Die lateinischen Reflexivpronomen se und suus — Alte Sprachen, 14–17
Du lernst, wie das Lateinische zeigt, dass eine Handlung oder ein Besitz auf das Subjekt zurückweist. Se und suus bedeuten nicht einfach „sich selbst“ und „sein“; worauf sie verweisen, hängt davon ab, ob das Subjekt im selben Teilsatz oder in einem größeren berichteten Satz steht.
Wörter, die zurückweisen
Ein Reflexivpronomen weist auf das Subjekt zurück, das die Handlung ausführt. In Marcus se laudat lobt Marcus den Marcus selbst, also bedeutet se „sich selbst“. Suus funktioniert beim Besitz genauso: Marcus librum suum legit heißt, dass Marcus sein eigenes Buch liest. Substantiv und Pronomen können verschiedene Fälle haben, aber der Bezug folgt dem Subjekt.

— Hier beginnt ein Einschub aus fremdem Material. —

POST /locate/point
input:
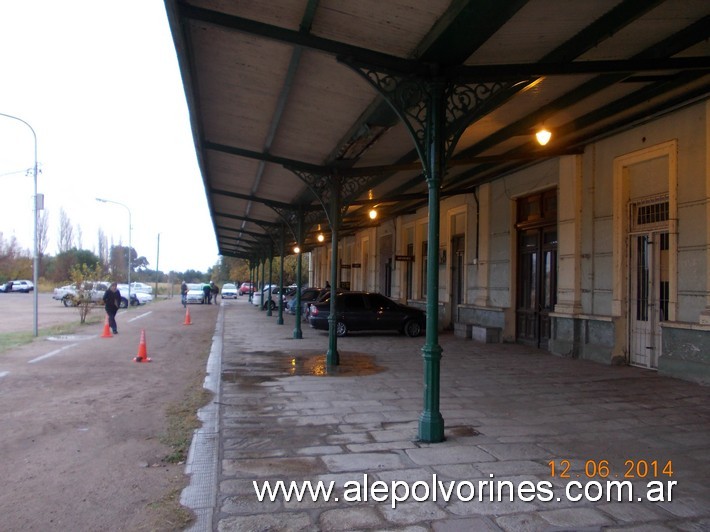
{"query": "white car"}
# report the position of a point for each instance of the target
(195, 294)
(20, 285)
(141, 287)
(137, 298)
(229, 291)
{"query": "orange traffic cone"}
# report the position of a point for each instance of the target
(107, 330)
(142, 355)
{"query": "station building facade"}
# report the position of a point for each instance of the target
(602, 256)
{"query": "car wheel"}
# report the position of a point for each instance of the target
(412, 329)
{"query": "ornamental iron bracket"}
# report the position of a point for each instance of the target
(414, 98)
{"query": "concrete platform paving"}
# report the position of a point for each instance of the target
(511, 412)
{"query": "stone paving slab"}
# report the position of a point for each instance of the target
(511, 413)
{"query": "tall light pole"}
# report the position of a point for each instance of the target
(35, 252)
(157, 274)
(129, 241)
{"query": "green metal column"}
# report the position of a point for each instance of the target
(271, 282)
(263, 282)
(332, 357)
(280, 319)
(297, 332)
(431, 422)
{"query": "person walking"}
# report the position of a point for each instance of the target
(112, 302)
(214, 290)
(183, 293)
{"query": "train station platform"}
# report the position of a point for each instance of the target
(533, 441)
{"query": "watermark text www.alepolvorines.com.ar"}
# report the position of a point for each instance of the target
(397, 491)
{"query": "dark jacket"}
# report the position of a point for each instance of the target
(112, 300)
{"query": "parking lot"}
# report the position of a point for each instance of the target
(16, 312)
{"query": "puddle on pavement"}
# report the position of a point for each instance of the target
(262, 367)
(69, 337)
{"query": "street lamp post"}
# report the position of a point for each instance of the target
(35, 252)
(129, 241)
(157, 275)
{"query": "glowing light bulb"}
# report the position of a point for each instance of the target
(543, 136)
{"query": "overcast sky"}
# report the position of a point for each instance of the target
(98, 81)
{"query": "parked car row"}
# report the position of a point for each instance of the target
(229, 291)
(19, 285)
(70, 294)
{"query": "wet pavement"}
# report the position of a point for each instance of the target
(556, 433)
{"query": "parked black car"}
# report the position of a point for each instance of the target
(367, 311)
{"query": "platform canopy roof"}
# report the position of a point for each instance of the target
(284, 92)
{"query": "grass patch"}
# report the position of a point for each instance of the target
(182, 420)
(168, 514)
(16, 339)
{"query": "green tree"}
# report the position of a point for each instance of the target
(84, 277)
(60, 267)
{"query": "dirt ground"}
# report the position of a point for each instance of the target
(81, 422)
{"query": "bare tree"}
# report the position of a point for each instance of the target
(66, 232)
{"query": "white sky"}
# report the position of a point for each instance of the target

Warum das Lateinische diese Unterscheidung braucht
Im Deutschen kann „sein“ sowohl das eigene Buch des Subjekts als auch das Buch eines anderen Mannes meinen; für Genauigkeit sagen wir oft „sein eigenes“. Das Lateinische baut diese Genauigkeit ins Pronomen ein: suus weist auf das Subjekt, eius normalerweise auf jemand anderen. So entscheidet ein kleines Wort über den Besitzer.
Suus oder eius?
Lies Julia Corneliam laudat quod librum suum legit. Zuerst ist Julia das Subjekt von laudat, und Corneliam ist die gelobte Person. Im Begründungssatz bleibt Julia das Subjekt von legit, also bedeutet suum „ihr eigenes“: Julia lobt Cornelia, weil sie ihr eigenes Buch liest. Ersetzt du suum durch eius, gehört das Buch jemand anderem.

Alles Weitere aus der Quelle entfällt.